Sentinel Node Biopsy After Neoadjuvant Chemotherapy in Biopsy-Proven Node-Positive Breast Cancer: The SN FNAC Study

医学 哨兵节点 乳腺癌 活检 腋窝解剖 前哨淋巴结 化疗 免疫组织化学 前瞻性队列研究 癌症 外科 内科学 肿瘤科
作者
Jean-François Boileau,Brigitte Poirier,Mark Basik,Claire Holloway,Louis Gaboury,Lucas Sidéris,Sarkis Meterissian,Angel Arnaout,Muriel Brackstone,David R. McCready,Stephen E. Karp,Isabelle Trop,A. Lisbona,Frances C. Wright,Rami Younan,Louise Provencher,Érica Patocskai,Atilla Ömeroğlu,André Robidoux
出处
期刊:Journal of Clinical Oncology [American Society of Clinical Oncology]

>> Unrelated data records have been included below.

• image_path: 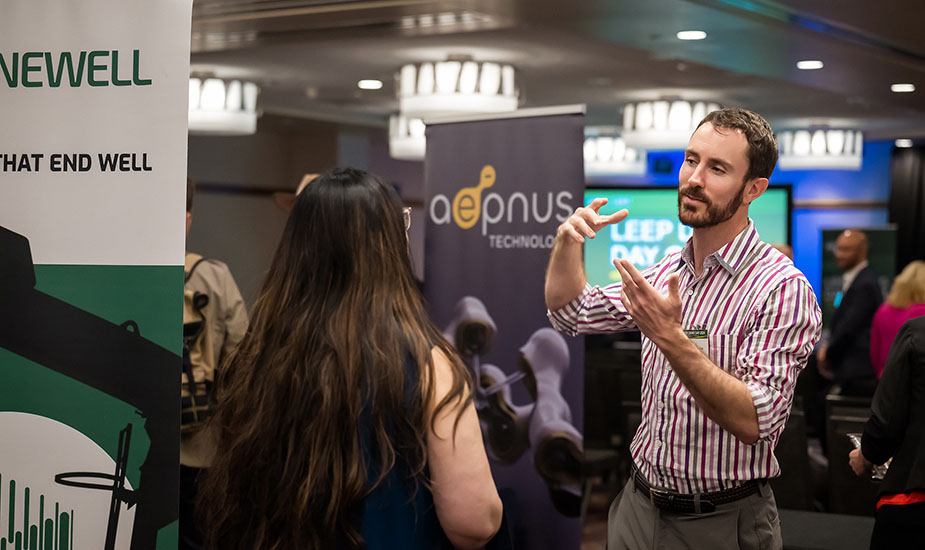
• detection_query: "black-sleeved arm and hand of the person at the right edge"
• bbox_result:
[849,322,916,475]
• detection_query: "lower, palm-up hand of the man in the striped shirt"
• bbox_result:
[613,258,681,345]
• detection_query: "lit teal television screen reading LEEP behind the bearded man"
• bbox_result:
[585,186,790,286]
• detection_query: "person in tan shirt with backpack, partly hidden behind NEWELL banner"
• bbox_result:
[179,179,247,550]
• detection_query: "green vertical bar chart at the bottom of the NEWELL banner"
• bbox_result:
[0,472,74,550]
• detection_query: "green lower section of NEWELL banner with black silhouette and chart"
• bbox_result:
[0,265,183,550]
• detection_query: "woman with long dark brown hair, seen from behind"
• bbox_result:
[199,168,501,550]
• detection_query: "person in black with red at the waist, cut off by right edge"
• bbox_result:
[848,317,925,550]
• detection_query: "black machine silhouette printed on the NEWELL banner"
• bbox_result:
[0,227,180,550]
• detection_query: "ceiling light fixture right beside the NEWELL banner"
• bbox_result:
[189,78,259,136]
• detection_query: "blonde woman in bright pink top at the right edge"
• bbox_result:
[870,260,925,378]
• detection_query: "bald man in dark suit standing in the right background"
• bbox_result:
[817,229,883,396]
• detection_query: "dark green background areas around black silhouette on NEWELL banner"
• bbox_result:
[0,266,183,485]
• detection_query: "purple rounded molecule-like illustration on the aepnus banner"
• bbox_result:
[444,296,583,517]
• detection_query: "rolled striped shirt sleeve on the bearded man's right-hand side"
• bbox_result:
[736,277,822,440]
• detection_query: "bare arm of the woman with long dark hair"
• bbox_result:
[427,348,503,548]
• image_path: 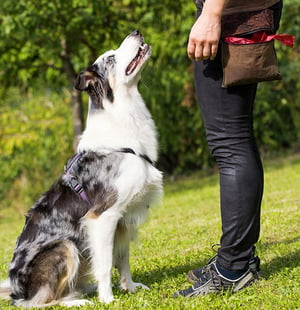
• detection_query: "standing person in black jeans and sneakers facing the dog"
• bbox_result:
[174,0,282,297]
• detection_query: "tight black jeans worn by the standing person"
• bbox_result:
[195,2,282,270]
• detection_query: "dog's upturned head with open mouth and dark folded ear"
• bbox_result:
[75,30,151,108]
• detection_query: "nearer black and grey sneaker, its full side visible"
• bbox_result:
[173,259,258,297]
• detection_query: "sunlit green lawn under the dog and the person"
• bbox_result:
[0,154,300,310]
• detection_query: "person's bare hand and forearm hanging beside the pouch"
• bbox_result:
[187,0,228,61]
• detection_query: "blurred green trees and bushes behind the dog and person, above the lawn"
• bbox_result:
[0,0,300,212]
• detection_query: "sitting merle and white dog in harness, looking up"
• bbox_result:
[2,31,162,308]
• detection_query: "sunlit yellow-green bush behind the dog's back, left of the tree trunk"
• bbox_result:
[0,88,73,209]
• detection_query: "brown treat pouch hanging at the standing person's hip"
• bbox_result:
[221,9,281,88]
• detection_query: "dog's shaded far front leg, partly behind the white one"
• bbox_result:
[114,223,149,293]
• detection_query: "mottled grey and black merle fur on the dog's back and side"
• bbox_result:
[9,152,124,299]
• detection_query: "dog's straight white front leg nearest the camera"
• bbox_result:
[84,207,121,303]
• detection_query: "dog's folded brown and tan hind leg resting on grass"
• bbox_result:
[11,240,79,308]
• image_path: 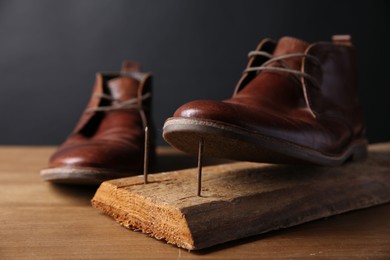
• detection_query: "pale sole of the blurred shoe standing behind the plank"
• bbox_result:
[40,167,140,185]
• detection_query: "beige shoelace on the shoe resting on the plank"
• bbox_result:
[244,51,321,117]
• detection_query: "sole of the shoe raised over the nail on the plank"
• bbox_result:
[163,118,367,166]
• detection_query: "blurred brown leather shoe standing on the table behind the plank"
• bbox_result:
[41,62,154,184]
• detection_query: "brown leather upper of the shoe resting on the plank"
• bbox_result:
[174,37,364,154]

卷期号:33 (3): 258-264 被引量:717
标识
DOI:10.1200/jco.2014.55.7827
摘要

Purpose An increasing proportion of patients (> 30%) with node-positive breast cancer will obtain an axillary pathologic complete response after neoadjuvant chemotherapy (NAC). If sentinel node (SN) biopsy (SNB) is accurate in this setting, completion node dissection (CND) morbidity could be avoided. Patients and Methods In the prospective multicentric SN FNAC study, patients with biopsy-proven node-positive breast cancer (T0-3, N1-2) underwent both SNB and CND. Immunohistochemistry (IHC) use was mandatory, and SN metastases of any size, including isolated tumor cells (ypN0[i+], ≤ 0.2 mm), were considered positive. The optimal SNB identification rate (IR) ≥ 90% and false-negative rate (FNR) ≤ 10% were predetermined. Results From March 2009 to December 2012, 153 patients were accrued to the study. The SNB IR was 87.6% (127 of 145; 95% CI, 82.2% to 93.0%), and the FNR was 8.4% (seven of 83; 95% CI, 2.4% to 14.4%). If SN ypN0(i+)s had been considered negative, the FNR would have increased to 13.3% (11 of 83; 95% CI, 6.0% to 20.6%). There was no correlation between size of SN metastases and rate of positive non-SNs. Using this method, 30.3% of patients could potentially avoid CND. Conclusion In biopsy-proven node-positive breast cancer after NAC, a low SNB FNR (8.4%) can be achieved with mandatory use of IHC. SN metastases of any size should be considered positive. The SNB IR was 87.6%, and in the presence of a technical failure, axillary node dissection should be performed. We recommend that SN evaluation with IHC be further evaluated before being included in future guidelines on the use of SNB after NAC in this setting.